Consequently, it is assumed that the revenue potential is flat and independent of the aircraft deployed, and the only variable is unit costs. Such an approach would virtually always favor the bigger aircraft.

In reality, the ticket price represents the customer’s willingness to pay a certain amount of money for a certain service at a given point in time, under a specific competitive scenario.

From this perspective, the ticket price is somewhat objective, shaped by the market forces, and carriers have limited tools to influence it.

Understood this way, the average market fare defines the absolute revenue potential.

Yet, there are a lot of decisions airlines can take to influence how efficiently they will realize this potential. Fleet strategy and capacity management are among the most important ones.

Right-sizing has been at the core of Embraer’s marketing narrative for years.

One of its fundamental elements is shifting focus from unit costs to unit profits.
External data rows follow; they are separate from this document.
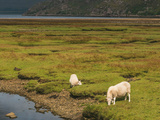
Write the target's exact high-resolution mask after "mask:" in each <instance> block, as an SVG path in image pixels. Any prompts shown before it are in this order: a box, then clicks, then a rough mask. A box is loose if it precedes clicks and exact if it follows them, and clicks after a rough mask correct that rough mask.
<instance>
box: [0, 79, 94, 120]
mask: <svg viewBox="0 0 160 120" xmlns="http://www.w3.org/2000/svg"><path fill="white" fill-rule="evenodd" d="M27 83H28V80H0V91H1V92H7V93H13V94H19V95H21V96H25V97H27V98H29V99H30V100H32V101H34V102H35V103H37V104H41V105H43V106H44V107H46V108H48V109H49V110H50V111H51V112H52V113H53V114H58V115H59V116H61V117H63V118H66V119H73V120H79V119H82V111H83V108H84V107H85V105H86V104H92V103H94V102H95V101H94V100H93V99H91V98H85V99H78V98H72V97H71V96H70V93H69V92H68V91H66V90H62V91H61V92H60V93H56V92H53V93H50V94H45V95H41V94H36V92H27V90H26V89H24V85H26V84H27ZM13 112H14V111H13Z"/></svg>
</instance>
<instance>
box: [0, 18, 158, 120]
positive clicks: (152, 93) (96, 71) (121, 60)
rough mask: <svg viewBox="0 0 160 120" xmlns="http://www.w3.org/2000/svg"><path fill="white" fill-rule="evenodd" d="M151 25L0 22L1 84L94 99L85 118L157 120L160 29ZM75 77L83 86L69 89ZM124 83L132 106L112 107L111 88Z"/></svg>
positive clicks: (64, 21)
mask: <svg viewBox="0 0 160 120" xmlns="http://www.w3.org/2000/svg"><path fill="white" fill-rule="evenodd" d="M142 22H143V23H142ZM148 22H149V21H147V22H146V23H145V20H142V21H141V20H138V22H137V21H134V20H128V21H127V20H126V21H125V20H124V21H123V20H117V21H116V20H112V21H108V20H97V21H94V20H53V21H52V20H18V19H17V20H12V21H10V20H6V21H3V20H0V25H1V28H0V45H1V46H0V66H1V69H0V79H1V80H2V79H3V80H11V79H13V80H14V79H24V80H25V79H26V80H30V82H29V83H28V84H27V85H26V86H25V88H26V89H28V91H36V92H37V93H39V94H47V93H51V92H61V90H62V89H66V90H68V91H69V92H70V93H71V96H72V97H81V98H83V97H92V98H94V99H96V100H97V101H99V104H94V105H88V106H87V107H86V108H85V109H84V112H83V116H84V117H86V118H94V119H104V120H105V119H131V120H133V119H145V120H146V119H155V120H158V119H160V118H159V113H160V111H159V110H160V107H159V106H160V103H159V101H160V100H159V94H160V92H159V87H160V84H159V83H160V75H159V73H160V64H159V63H160V57H159V56H160V51H159V50H160V49H159V48H160V35H159V33H160V26H159V22H158V21H156V20H155V21H154V20H151V21H150V24H148ZM15 67H17V68H20V69H21V70H20V71H15V70H14V68H15ZM73 73H75V74H77V76H78V78H79V79H80V80H81V81H82V83H83V85H82V86H76V87H74V88H70V84H69V77H70V75H71V74H73ZM125 80H127V81H128V80H130V83H131V86H132V90H131V91H132V92H131V103H128V101H124V100H118V101H116V105H115V106H113V105H111V106H108V105H107V103H106V100H105V97H106V96H105V95H106V92H107V89H108V87H109V86H111V85H115V84H117V83H119V82H121V81H125Z"/></svg>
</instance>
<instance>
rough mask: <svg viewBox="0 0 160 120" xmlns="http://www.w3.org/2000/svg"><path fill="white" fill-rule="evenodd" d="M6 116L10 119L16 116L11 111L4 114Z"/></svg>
mask: <svg viewBox="0 0 160 120" xmlns="http://www.w3.org/2000/svg"><path fill="white" fill-rule="evenodd" d="M6 117H10V118H12V119H14V118H17V116H16V115H15V113H13V112H10V113H8V114H6Z"/></svg>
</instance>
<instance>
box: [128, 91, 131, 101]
mask: <svg viewBox="0 0 160 120" xmlns="http://www.w3.org/2000/svg"><path fill="white" fill-rule="evenodd" d="M130 97H131V96H130V93H128V98H129V102H130V101H131V100H130Z"/></svg>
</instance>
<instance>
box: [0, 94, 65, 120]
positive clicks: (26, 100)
mask: <svg viewBox="0 0 160 120" xmlns="http://www.w3.org/2000/svg"><path fill="white" fill-rule="evenodd" d="M34 106H35V103H34V102H32V101H29V100H27V99H26V98H25V97H22V96H19V95H17V94H8V93H3V92H0V120H11V118H9V117H6V116H5V115H6V114H8V113H10V112H14V113H15V115H16V116H17V118H15V119H14V120H63V118H60V117H59V116H55V115H53V114H52V113H51V112H50V111H48V112H45V113H40V112H36V108H35V107H34ZM44 110H45V109H44Z"/></svg>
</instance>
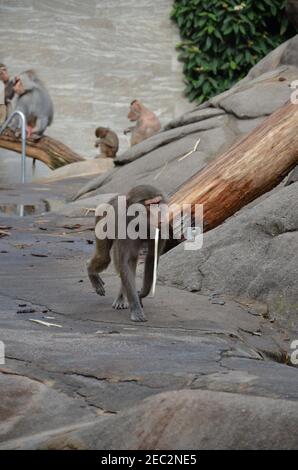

We believe that by deploying an aircraft that, in terms of capacity, provides the best match to the organic demand, you can maximize your yield, your load factor and consequently your RASK.

3 Drivers of Rask: Fare, Yield and Load Factor

Back to the very basics of revenue management.

Illustratively, let’s assume that the strong, organic demand on a given market is 50 passengers and there are a further 50 passengers that would be prepared to fly, but only if the price is “right”.

In one scenario (bigger aircraft), you must get all 100 passengers (on board) to fly profitably – consequently, you must passively accept whatever they are willing to pay.

In the second scenario (smaller aircraft), around 75 passengers would be enough to break even.

And now you get to “cherry-pick” the most valuable ones and hence drive your own yield up.

The other way of looking at it is would be from the load factor perspective. If everything else remains the same, you will always achieve a higher load factor with the smaller aircraft – it is basic logic or fancier: the result of applying the Boeing Spill Model and the concept of unconstrained demand.

At Embraer they are not saying that it is not possible to fly 90%+ load factors in larger narrow-bodies. Ryanair and Wizz are the very best examples, but it will always come at the expense of the average yield. Those carriers have to stimulate the additional traffic by lowering the ticket prices in order to avoid flying with empty seats.

On top of that, smaller aircraft give you more flexibility to decide how you accommodate the demand in terms of frequencies.

Let’s assume the demand is 300 PDEWs ( passengers daily each way), so there are two options:

– either fly a 180-seater narrow-body twice a day


– deploy a smaller jet three times a day.

Obviously, from the customer perspective, there is better value in the latter scenario. As they can choose the time that is closest to their optimal preference.

And better value means you can charge a premium for your service. However small the premium would be, your “basic” fare should always be higher if you offer more frequencies on the same market.

Great, but at this point we often hear the following concerns:

  1. What about the competitive aspect? Can you still realize this incremental revenue potential when you compete for the same passenger with an airline that uses a different strategy?
  2. Isn’t it just a theoretical concept? Can you observe the revenue benefits in reality?
  3. Even if my unit revenues were higher, will they outweigh the unit costs disadvantage?

Competitive Aspect

For sure, reality is more complicated than the simple model I am describing above. The competitive games between airlines operating on the same market are one of those complexities.

Detailed modelling thereof is a case for a PhD thesis alone.

In the past, Embraer worked on such models extensively, and the company would be happy, as we at eyesonbrasil are to share more observations on the topic offline.

All I want to say here, is that even if the competitive aspect diluted the revenue advantage of a smaller aircraft, it would never fully neutralize it.